Wir sind in Deutschland. Doch was sich anhört wie ein ganz beliebiger Ort in einer ganz beliebigen Stadt ist die Mitte Berlins, der Hauptstadt der Bundesrepublik Deutschland. Und wie man weiß, ist hier vieles im Argen. Und weil so vieles im Argen ist, diskutiert convex tv. heute die Metropolenformel, die, wenn sie korrekt zur Anwendung gebracht wird, vielleicht doch ein wenig helfen kann.
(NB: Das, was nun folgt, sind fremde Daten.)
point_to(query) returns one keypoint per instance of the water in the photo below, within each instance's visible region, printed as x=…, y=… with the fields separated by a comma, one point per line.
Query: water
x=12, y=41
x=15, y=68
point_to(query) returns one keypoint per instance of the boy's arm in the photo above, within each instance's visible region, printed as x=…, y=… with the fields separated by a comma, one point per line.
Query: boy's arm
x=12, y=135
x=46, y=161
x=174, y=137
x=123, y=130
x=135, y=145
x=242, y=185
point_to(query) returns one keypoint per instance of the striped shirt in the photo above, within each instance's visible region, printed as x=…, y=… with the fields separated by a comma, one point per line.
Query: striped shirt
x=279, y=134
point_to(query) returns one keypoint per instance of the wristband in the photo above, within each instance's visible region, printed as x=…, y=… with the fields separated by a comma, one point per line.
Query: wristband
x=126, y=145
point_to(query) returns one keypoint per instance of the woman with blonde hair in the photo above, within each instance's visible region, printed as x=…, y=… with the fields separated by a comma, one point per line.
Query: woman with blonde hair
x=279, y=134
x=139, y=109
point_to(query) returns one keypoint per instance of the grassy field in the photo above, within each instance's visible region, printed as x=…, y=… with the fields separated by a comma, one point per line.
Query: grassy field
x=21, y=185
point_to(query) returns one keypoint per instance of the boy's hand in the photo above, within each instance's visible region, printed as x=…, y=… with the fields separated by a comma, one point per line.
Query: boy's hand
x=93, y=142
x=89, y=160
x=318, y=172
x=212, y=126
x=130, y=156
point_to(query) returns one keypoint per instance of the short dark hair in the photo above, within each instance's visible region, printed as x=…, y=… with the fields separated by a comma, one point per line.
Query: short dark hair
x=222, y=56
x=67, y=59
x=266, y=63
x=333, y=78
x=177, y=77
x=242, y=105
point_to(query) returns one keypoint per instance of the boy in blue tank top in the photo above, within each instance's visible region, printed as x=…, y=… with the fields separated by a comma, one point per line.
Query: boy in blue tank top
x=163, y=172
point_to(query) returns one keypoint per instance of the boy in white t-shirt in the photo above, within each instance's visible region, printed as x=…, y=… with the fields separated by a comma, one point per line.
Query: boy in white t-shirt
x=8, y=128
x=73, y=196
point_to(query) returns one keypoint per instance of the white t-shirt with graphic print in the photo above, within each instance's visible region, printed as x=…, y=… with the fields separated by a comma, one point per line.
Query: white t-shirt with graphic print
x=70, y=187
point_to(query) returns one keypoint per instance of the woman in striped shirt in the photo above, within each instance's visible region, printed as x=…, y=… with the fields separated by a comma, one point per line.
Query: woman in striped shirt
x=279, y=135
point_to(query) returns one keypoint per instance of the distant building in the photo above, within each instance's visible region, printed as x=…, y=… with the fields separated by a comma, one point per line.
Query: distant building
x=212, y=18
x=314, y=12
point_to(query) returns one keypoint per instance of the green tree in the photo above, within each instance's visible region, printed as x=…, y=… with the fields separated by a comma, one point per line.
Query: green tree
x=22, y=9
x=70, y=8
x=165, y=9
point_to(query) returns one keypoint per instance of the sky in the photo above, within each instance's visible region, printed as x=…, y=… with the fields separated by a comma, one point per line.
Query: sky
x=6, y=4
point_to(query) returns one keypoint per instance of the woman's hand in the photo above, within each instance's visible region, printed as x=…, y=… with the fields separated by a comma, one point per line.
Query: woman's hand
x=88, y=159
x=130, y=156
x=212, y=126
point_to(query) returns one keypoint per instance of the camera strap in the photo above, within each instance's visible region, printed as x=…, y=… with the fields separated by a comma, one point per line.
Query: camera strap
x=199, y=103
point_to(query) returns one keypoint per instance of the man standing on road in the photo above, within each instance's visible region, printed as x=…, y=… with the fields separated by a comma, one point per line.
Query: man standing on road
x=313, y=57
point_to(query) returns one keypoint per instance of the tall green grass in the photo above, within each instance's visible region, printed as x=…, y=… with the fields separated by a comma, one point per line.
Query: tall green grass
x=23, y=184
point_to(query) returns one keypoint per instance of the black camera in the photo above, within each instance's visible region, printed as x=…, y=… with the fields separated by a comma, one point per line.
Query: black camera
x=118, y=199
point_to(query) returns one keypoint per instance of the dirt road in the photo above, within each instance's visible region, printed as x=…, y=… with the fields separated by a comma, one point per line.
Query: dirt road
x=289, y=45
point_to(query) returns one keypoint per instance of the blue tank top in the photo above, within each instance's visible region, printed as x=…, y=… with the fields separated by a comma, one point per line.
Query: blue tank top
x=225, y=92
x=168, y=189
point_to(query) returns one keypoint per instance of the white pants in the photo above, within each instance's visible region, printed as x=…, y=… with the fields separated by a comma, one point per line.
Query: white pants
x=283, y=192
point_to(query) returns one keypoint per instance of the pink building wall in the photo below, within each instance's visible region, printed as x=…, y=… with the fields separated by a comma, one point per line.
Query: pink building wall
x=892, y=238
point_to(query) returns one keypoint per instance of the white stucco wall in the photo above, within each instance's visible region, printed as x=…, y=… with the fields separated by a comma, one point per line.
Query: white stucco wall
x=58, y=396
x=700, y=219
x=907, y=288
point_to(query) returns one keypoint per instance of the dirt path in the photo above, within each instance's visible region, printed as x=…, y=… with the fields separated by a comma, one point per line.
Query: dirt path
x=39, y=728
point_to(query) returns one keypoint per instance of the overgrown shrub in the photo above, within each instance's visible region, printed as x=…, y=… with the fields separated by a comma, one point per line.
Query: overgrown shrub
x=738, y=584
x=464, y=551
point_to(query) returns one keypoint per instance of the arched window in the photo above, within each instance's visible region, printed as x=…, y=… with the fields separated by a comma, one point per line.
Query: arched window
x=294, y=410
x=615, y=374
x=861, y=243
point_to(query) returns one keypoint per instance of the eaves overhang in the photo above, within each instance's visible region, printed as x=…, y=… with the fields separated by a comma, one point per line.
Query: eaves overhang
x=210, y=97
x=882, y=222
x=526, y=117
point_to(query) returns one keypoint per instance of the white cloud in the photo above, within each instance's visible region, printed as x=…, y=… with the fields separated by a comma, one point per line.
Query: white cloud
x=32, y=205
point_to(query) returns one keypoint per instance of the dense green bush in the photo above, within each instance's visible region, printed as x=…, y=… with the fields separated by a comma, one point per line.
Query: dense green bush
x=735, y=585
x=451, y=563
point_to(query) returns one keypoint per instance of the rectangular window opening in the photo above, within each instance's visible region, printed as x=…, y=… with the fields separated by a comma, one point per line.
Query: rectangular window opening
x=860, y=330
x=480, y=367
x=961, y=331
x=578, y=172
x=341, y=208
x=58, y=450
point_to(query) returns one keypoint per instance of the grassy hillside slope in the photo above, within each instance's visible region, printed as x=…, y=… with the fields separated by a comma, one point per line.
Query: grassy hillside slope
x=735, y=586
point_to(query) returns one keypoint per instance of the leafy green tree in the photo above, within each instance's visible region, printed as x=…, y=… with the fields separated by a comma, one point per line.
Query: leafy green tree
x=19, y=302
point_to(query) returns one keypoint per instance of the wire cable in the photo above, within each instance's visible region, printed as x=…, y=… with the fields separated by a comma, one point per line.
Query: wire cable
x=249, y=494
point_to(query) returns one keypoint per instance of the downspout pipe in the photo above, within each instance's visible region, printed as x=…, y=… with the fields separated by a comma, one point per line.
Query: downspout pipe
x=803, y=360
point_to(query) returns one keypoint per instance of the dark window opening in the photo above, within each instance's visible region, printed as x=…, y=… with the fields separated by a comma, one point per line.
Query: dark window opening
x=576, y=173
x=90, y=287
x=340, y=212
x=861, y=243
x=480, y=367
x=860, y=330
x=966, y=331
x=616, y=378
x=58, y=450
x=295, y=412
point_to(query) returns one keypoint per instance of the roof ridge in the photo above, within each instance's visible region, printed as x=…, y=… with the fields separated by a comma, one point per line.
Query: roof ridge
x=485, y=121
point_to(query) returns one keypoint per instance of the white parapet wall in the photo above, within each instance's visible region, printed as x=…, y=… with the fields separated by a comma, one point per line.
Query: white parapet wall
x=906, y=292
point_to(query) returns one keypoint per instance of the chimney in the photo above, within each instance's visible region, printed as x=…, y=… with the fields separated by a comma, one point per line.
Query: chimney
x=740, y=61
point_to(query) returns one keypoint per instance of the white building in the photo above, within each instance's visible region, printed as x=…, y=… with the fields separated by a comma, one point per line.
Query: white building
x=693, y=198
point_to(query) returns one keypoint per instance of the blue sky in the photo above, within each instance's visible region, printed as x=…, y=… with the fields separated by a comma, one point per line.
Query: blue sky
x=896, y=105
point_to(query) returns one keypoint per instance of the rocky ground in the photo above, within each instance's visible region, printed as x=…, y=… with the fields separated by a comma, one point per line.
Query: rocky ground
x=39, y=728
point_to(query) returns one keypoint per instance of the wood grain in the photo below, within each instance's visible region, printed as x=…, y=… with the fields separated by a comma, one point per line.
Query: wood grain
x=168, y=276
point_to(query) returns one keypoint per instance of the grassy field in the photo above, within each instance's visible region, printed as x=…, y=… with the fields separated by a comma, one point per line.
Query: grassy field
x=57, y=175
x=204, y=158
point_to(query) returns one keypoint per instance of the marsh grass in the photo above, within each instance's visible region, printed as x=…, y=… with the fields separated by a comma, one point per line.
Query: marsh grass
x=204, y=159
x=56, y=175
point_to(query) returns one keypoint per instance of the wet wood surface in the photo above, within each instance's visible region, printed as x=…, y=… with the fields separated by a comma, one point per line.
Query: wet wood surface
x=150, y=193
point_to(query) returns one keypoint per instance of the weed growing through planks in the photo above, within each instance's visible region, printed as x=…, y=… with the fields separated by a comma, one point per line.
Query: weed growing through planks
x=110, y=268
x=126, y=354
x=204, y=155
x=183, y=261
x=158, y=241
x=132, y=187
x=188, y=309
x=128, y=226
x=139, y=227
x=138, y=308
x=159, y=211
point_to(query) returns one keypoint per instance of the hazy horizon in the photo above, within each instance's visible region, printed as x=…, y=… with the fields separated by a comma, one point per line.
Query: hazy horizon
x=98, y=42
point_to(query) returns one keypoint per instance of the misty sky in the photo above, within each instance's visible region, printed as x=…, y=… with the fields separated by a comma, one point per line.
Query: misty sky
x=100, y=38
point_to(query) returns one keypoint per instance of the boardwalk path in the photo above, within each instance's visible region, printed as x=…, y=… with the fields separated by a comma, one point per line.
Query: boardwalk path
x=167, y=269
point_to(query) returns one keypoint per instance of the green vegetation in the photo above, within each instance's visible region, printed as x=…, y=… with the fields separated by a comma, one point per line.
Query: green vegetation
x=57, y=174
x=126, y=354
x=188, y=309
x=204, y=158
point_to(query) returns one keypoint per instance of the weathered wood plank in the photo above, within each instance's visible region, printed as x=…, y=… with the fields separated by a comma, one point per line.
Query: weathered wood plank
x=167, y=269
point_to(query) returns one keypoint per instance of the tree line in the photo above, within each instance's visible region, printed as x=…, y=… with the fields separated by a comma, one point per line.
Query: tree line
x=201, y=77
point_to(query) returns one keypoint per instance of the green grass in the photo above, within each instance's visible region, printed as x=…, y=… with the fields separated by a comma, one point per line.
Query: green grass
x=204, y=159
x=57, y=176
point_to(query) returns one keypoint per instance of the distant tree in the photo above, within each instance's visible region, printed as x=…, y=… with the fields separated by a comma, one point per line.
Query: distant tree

Gültigkeitsbereich der Metropolenformel ist die Stadt ohne Mitte, die wuchernde Stadt am Ende der Arbeitsgesellschaft, die Stadt ohne Flaneure, ohne Muße, ohne Geld, ohne Geschichte, mit vielen Autos und allerlei Mittelmaß.

Vision der Metropolenformel ist die Stadt mit Mitte und Schloß und Park und Restaurant, mit ganz wenig Autos und ganz wenig Peripherie, die wir aber Vorstadt nennen wollen, mit ganz viel Ruhe und Ausgeglichenheit für den internationalen Wettbewerb des bürgerlichen Mittelstandes. Wie wir sehen, geht es darum, daß sich alles ändert.

Wie wir wissen, ändert sich alles, ändern wir unseren Standpunkt. Schauen wir also zurück. Was wir sehen ist Geschichte. Geschichtlich im Sinne der Metropolenformel ist alles was nicht mehr da ist. Ein Beispiel: Für das Zustandekommen der metropolenformel war es wichtig das Außenministerium zu entfernen, ohne zu wissen, was statt seiner denn nun wirklich entstehen soll. Denn erst wenn nichts mehr da ist, und die Leere ganz unerträglich groß geworden ist, wird unausweichlich, das zu wollen, was nicht mehr da ist. Dann erst wird Geschichte sichtbar.

Um also das schwankende Bild preußischer Urbanität zuverlässig in der Unendlichkeit geschichtlicher Tiefe fixieren zu können, müssen wir den Teil der Geschichte, der nun wirklich zur Geltung kommen soll, zuverlässig bestimmen - hier aber beginnt die Freiheit des Planenden.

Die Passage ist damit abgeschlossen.